Abstract

The complex and changeable structures of ancient Chinese characters result in the decreasing accuracy of their image retrieval. To resolve this problem, a new retrieval method based on dual hesitant fuzzy sets is proposed. Dual hesitation fuzzy sets that can express uncertain information more comprehensively are employed in the feature extraction process of directional line elements. The multiattribute evaluation index of adjacent grids for the current grid and its corresponding membership and nonmembership functions are established, and the weight of each attribute is calculated by the dual hesitation fuzzy entropy, such that the proposed features can fully reflect the topological structure of ancient Chinese characters. Using the dual hesitation fuzzy correlation coefficient to measure the similarity between the ancient Chinese character images to be retrieved and the candidate images, the retrieval of ancient Chinese character images is realized. Experiments show that when the t0hreshold value of the correlation coefficient is 0.9, the average retrieval accuracy is 90.4%.

1. Introduction

Image retrieval of ancient Chinese characters can assist researchers in tracing similar glyphs in the research process. It is an effective tool for the study of Chinese characters in ancient books.

The theoretical basis of image retrieval of Chinese characters in ancient books is content-based image retrieval [1, 2]. The key link is feature extraction and matching, that is, color, texture, shape, and other features [35] or their fusion features [6] are extracted through mathematical descriptions, and similarity calculation is conducted based on image features to identify images that are similar. Traditional Chinese character feature extraction methods mainly adopt structural features [7] and statistical features [8]. The fuzzy set theory has a good ability to represent uncertain problems; thus, it is applied to the recognition and retrieval of handwritten Chinese characters. Wei and Guo [9] extracted image features using dual-elastic grid technology and the correlation fuzziness between grid words. Ran et al. [10] proposed a normalized overlapped fuzzy bielastic grid, which was used to improve the effectiveness of the proposed features. Li et al. [11] used fuzzy entropy to classify Chinese characters with high accuracy and improved the recognition rate of Chinese characters. Liu and Meng [12] improved the membership function of a fuzzy support vector machine and improved the ability of text classification and recognition efficiency.

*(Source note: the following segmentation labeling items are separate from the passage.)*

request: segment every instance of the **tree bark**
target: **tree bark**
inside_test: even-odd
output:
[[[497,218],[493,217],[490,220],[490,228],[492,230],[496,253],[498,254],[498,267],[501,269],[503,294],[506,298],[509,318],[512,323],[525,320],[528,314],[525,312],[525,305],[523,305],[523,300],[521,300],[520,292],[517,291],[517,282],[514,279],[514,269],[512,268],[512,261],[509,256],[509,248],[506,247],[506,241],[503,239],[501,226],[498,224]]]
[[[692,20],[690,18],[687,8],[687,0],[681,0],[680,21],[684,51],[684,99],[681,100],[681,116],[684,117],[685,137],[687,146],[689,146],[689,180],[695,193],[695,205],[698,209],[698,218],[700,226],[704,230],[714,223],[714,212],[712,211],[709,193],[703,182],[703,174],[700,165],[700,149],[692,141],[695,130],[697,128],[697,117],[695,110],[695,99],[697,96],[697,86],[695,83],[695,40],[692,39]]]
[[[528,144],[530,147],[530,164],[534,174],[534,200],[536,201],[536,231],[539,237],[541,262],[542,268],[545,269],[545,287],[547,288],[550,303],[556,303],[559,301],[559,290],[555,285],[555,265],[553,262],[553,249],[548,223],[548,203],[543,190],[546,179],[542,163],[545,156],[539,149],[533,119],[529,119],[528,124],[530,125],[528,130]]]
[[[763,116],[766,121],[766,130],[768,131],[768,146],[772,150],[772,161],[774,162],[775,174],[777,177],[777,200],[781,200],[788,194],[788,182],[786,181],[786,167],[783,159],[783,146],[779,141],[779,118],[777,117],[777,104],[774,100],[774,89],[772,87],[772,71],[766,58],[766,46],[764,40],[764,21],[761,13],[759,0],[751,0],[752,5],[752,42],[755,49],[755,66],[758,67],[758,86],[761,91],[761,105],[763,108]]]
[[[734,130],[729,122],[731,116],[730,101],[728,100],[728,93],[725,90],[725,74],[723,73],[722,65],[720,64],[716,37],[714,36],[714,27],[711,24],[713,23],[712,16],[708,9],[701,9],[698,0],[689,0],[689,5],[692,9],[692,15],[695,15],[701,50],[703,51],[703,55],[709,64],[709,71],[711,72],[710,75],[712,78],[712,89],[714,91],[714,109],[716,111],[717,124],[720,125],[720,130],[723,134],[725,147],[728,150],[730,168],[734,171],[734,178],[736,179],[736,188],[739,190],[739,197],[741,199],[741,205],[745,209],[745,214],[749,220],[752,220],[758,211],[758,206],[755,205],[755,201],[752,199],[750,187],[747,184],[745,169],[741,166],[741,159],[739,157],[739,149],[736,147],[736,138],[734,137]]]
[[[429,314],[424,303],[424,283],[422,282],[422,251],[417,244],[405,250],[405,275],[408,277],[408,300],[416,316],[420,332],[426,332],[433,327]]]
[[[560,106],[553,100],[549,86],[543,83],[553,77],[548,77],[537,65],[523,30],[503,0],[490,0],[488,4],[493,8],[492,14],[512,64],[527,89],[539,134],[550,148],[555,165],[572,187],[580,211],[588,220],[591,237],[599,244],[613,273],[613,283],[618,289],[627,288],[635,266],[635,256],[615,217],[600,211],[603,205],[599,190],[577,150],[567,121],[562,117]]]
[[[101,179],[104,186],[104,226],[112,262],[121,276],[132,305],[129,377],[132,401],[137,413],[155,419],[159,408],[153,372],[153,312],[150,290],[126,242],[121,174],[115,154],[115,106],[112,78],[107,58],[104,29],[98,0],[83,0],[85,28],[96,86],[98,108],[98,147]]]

The fuzzy set theory improves the efficiency of Chinese character recognition and retrieval to some extent. This theory expresses the singularity of fuzzy information, which causes information loss. Therefore, a hesitant fuzzy set [13] is proposed and applied to deal with multiattribute decision-making (MADM) problems. The dual hesitant fuzzy set (DHFS) [14] is an extended form of the hesitant fuzzy set that combines the membership and nonmembership degrees of multiattribute evaluation information to express the uncertainty problem more comprehensively. Su et al. [15] proposed some distance measures and similarity measures and illustrated their applications in pattern recognition. Wang et al. [16] proposed a new dual hesitation fuzzy distance metric for the multiattribute decision-making problem with completely unknown attribute weights. Zhang [17] proposed several distance measurements and entropy measurement methods for dual hesitation fuzzy sets, which avoided the process of data expansion and overcame the problem of information loss to a certain extent. Combining the DHFS, Wei et al. [18] proposed some dual hesitant Pythagorean fuzzy Hamy mean aggregation operators, which are more valid for dealing with the MADM problem. Wang et al. [19] extended the q-rung orthopair fuzzy sets (q-ROFSs) to a dual hesitant fuzzy environment and presented the dual hesitant q-ROFSs. Tang and Wei [20] defined some dual hesitant Pythagorean fuzzy generalized Bonferroni mean operators which are utilized to design some methods to handle the MADM problems. Tang and Wei [21] investigated MADM problems based on Bonferroni mean operators with dual Pythagorean hesitant fuzzy numbers.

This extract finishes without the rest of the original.